Arturo ha iniziato come assistente all’ingegner Pietro Remor per la Gilera (sei titoli in classe 500), seguendolo quando si è trasferito alla corte di MV Agusta nel 1950. Per la Casa di Varese, Magni è diventato direttore del Reparto Corse vincendo 37 titoli mondiali costruttori e 38 titoli piloti, accompagnando Agostini nei suoi trionfi, per citare soltanto un nome. Nel 1977, dopo la chiusura del Reparto Corse dell’anno precedente, Magni ha fondato la ditta con il suo nome, trasformando le 4 cilindri 750 cc MV Agusta; dal 1980 ha avuto inizio, invece, la produzione di modelli Magni

SEMICARENATURA IN STILE

Linea e impostazione sportiva, forti richiami alle moto da corsa degli anni Sessanta e Settanta, livree rosse simbolo della tradizione italiana da pista. Magni presenta il modello commemorativo nel pieno di questo stile: Italia 01/01 sfoggia un motore MV Agusta Brutale 800 cc 3 cilindri, con ciclistica realizzata da Magni, aggiornata nelle geometrie ma con linee riprese da molti modelli concepiti dallo storico patron.
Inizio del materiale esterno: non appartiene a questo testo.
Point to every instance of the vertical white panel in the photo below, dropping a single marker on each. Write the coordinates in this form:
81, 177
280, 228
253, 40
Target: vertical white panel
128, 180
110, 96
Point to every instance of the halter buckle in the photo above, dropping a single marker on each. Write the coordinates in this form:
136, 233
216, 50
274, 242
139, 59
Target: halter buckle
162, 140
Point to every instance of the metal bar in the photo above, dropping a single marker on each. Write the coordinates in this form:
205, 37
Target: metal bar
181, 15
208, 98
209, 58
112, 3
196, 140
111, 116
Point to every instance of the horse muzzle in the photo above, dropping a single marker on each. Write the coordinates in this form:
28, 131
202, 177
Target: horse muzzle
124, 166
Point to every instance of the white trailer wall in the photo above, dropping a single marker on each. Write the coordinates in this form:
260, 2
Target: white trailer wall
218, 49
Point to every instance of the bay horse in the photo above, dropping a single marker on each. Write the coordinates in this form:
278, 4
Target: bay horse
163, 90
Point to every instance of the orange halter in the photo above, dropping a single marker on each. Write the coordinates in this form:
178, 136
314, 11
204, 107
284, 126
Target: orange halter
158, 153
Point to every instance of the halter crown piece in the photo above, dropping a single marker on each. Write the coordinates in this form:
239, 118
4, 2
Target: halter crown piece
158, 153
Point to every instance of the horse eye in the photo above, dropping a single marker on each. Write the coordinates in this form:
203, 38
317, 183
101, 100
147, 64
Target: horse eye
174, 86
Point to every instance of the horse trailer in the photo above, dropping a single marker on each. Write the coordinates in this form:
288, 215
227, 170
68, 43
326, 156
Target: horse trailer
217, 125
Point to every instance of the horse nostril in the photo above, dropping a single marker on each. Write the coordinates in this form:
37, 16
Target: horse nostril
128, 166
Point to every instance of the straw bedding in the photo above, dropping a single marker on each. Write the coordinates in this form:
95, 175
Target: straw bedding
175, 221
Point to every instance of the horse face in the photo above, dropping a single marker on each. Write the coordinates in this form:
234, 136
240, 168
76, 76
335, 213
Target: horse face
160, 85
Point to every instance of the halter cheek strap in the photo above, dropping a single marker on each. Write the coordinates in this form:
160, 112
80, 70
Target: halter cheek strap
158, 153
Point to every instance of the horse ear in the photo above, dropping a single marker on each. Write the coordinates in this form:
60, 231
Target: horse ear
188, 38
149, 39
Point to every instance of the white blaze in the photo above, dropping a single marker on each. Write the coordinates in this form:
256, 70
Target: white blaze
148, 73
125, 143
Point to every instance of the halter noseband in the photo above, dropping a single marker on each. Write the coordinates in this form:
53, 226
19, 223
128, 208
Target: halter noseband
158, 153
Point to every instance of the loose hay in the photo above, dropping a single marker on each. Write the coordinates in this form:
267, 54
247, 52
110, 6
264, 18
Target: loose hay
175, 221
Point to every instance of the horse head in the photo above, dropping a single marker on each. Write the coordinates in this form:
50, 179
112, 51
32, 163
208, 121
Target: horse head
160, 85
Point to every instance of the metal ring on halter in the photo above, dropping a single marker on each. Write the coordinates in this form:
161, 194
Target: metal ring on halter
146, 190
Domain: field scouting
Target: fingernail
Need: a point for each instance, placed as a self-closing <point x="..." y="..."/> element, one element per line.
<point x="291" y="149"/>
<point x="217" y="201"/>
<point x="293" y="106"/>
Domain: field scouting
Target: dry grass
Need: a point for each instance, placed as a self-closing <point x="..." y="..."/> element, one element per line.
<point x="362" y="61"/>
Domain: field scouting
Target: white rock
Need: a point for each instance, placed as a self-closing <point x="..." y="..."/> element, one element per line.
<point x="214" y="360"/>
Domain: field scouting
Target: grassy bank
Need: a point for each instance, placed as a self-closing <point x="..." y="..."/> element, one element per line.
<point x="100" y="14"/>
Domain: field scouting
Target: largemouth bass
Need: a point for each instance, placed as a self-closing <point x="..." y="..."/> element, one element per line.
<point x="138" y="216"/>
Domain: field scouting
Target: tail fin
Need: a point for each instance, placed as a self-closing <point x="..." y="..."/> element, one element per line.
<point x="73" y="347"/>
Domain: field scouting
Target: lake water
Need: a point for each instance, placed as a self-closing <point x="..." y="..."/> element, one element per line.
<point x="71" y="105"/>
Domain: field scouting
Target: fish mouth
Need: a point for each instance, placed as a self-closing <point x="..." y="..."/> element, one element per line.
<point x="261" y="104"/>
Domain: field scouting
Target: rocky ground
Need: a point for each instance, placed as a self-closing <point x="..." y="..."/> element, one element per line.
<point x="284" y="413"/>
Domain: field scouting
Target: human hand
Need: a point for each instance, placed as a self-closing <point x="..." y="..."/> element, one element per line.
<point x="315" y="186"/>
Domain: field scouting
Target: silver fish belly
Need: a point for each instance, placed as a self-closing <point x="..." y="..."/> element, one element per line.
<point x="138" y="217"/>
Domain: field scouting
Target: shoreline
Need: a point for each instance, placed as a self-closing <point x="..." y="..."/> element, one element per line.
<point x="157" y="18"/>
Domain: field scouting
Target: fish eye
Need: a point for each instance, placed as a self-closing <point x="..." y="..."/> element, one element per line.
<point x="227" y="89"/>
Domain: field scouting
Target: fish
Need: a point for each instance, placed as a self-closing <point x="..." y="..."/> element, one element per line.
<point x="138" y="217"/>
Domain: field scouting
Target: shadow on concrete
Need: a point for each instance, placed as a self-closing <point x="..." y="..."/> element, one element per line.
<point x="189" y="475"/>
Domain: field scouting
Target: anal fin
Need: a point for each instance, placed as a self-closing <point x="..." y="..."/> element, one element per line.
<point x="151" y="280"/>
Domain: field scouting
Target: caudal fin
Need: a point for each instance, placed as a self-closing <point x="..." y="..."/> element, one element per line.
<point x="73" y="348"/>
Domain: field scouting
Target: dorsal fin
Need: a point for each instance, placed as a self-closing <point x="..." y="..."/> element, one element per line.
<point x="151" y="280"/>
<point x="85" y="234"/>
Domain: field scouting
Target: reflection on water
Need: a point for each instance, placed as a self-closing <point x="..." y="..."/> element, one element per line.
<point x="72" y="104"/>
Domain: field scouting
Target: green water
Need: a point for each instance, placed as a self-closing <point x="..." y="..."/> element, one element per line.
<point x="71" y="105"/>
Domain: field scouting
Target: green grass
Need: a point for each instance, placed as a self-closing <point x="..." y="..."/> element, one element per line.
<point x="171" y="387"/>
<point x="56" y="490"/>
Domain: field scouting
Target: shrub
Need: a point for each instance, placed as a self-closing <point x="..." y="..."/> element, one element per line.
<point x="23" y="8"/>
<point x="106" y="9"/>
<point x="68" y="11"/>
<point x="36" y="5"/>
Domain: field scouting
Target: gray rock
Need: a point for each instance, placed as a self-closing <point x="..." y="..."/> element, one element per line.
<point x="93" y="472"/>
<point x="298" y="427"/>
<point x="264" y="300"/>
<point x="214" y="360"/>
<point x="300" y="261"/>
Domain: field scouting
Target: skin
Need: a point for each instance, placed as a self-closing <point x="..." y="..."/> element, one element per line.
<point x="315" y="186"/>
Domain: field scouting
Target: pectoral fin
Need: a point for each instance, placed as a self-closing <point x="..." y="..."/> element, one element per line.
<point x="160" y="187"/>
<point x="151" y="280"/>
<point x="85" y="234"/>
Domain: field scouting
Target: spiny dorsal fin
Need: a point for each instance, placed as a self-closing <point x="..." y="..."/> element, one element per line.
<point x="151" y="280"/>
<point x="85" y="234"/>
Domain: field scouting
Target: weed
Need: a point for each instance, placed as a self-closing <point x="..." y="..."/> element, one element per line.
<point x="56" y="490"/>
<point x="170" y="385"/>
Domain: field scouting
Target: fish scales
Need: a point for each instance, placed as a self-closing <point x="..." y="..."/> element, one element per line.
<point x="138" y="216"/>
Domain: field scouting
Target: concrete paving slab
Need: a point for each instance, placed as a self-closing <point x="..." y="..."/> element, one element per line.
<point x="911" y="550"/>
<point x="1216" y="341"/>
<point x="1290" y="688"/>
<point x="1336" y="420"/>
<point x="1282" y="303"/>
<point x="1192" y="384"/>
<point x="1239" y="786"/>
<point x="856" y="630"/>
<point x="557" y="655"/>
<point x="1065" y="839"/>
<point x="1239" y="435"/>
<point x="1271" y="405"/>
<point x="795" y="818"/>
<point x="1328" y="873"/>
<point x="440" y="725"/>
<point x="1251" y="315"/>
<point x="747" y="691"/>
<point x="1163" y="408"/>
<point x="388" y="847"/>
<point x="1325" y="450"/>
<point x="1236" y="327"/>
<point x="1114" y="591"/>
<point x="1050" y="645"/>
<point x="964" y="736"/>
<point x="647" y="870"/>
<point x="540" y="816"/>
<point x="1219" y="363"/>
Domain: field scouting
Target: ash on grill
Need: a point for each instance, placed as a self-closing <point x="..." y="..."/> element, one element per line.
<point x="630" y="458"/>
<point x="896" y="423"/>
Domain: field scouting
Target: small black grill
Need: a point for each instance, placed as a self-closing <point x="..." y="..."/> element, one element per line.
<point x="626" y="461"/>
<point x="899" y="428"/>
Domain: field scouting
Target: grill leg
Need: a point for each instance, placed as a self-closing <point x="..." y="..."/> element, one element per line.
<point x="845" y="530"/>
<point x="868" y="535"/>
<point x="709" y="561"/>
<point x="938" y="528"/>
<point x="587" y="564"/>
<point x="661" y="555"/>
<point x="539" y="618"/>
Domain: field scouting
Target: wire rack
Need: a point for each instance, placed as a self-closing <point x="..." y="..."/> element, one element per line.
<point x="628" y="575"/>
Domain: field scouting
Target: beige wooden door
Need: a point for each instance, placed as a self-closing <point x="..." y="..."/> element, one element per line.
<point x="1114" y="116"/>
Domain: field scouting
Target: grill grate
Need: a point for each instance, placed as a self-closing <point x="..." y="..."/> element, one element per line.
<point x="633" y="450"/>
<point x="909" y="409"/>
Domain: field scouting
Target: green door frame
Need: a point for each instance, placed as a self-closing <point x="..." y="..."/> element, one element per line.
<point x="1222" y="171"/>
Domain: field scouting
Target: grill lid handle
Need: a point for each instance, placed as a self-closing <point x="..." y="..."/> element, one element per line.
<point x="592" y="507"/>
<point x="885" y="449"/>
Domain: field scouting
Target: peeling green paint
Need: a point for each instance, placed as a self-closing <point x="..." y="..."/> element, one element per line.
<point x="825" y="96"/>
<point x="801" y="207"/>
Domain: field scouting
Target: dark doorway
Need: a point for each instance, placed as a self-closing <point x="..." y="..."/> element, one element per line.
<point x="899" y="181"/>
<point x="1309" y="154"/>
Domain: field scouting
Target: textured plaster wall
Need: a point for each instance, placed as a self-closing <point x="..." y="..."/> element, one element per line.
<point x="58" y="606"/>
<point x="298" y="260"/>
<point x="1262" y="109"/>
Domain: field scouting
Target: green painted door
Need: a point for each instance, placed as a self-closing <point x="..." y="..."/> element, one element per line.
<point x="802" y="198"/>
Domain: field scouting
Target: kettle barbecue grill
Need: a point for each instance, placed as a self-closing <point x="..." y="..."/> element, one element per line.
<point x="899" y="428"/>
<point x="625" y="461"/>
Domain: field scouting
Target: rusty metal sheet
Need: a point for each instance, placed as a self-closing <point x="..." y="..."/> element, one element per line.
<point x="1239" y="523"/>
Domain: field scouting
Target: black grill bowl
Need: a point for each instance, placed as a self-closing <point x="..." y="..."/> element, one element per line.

Sella e serbatoio ricordano le MV Agusta da competizione, mentre la semicarenatura è disegnata appositamente per questa moto: l’accessorio è uno dei segni di riconoscimento dello stile Magni, secondo cui “pur dando un’aspetto sportivo alla moto, lascia in vista tutta la bellezza della struttura meccanica del propulsore”.

COMPONENTI ITALIANE

Italia 01/01 monta impianto frenante Brembo, con dischi flottanti da 320 mm e pinze a 4 pistoni; sospensioni esclusive ORAM con forcella dalle linee classiche, simili a quelle da Gran Premio anni Settanta; ruote a raggi JoNich Wheels, progettate per l’utilizzo con pneumatici tubeless; manopole Ariete Sandro Mentasti dallo stile vintage. Tutta la tradizione motociclistica italiana, per celebrare un nome storico delle competizioni e dell’imprenditoria delle due ruote tricolori.